Na entrevista a seguir, concedida por e-mail, o engenheiro menciona que o “descompasso entre oferta e demanda” é um dos principais dilemas do setor elétrico brasileiro há duas décadas. Ele lembra que entre 1995 e 2001 o PIB cresceu 16,91% e o consumo de energia elétrica subiu 43,85%. De lá para cá, o descompasso ainda não foi solucionado. “Entre 2011 e 2014 o PIB cresceu 6,42% e o consumo de energia aumentou apenas 13,96%. Veja que temos situações bastante diferentes, e mesmo assim não conseguimos equalizar oferta e demanda”.
De acordo com Faria, a crise do setor está relacionada à falta de planejamento. “Quando você diz que as hidrelétricas devem ser a base do sistema, e que as térmicas operam como apoio emergencial por poucas semanas no ano, você acaba contratando térmicas com baixo valor de investimento, mas com um custo variável muito elevado. A partir do momento em que as previsões não se concretizam, e as térmicas são chamadas a despachar na base, temos uma conta que não fecha. E não adianta dizer que esta é uma situação passageira: desde a MP 579 a conta já chega a R$150 bilhões. Isso daria para construir cinco Belo Montes”, frisa.
Na avaliação dele, a promulgação da Medida Provisória – MP 579, que tratou da prorrogação das concessões de geração de energia elétrica e do regime de cotas, piorou a situação, porque o Ministério de Minas e Energia cancelou, em 2012, “o leilão A-1 (de contratação de energia existente) para as distribuidoras de energia”, imaginando que “todos os concessionários aceitariam os termos da renovação de seus contratos”. Porém, explica, “a decisão pelo cancelamento ocorreu antes da confirmação das renovações, ou seja, contou-se prematuramente com algo que não se realizou.
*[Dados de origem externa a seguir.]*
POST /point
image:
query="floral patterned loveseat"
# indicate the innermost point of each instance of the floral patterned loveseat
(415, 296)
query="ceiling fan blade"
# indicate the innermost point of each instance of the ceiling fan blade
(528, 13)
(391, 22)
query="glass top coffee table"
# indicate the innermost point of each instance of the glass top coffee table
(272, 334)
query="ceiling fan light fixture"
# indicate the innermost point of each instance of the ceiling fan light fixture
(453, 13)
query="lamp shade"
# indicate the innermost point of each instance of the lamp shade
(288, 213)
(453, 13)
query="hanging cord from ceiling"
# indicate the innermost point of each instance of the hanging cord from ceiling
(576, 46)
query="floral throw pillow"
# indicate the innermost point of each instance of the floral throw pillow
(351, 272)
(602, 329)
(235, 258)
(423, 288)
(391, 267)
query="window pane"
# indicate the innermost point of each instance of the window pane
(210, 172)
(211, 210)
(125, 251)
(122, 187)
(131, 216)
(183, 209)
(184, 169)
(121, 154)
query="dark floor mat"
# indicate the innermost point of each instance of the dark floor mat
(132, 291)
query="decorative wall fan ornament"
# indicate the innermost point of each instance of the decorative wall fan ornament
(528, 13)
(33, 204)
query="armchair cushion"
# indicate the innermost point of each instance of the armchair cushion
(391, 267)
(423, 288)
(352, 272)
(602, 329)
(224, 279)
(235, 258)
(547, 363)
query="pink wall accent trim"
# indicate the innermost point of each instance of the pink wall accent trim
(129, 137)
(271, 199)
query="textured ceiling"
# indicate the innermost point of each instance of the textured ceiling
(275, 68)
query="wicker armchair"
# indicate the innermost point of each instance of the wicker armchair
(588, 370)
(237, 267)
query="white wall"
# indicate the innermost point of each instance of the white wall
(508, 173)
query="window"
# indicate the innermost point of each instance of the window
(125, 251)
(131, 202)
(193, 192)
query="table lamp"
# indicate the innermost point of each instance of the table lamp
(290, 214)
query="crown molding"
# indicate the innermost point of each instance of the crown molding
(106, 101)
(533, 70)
Apenas 7,8 gigawatts médios (GWmed) foram renovados nas condições estipuladas pelo governo”. Segundo ele, para agravar ainda mais a situação, os prejuízos decorrentes da MP 579 somam “R$ 60,9 bilhões entre 2013 e 2014”, porque “o governo quis bancar sozinho a redução de 20% na tarifa, o que fez a demanda crescer 6,6% nos primeiros três meses de redução tarifária”. Mas o déficit do governo no setor de energia “ultrapassará facilmente os R$ 100 bilhões”, contabilizando os custos que ainda não foram calculados.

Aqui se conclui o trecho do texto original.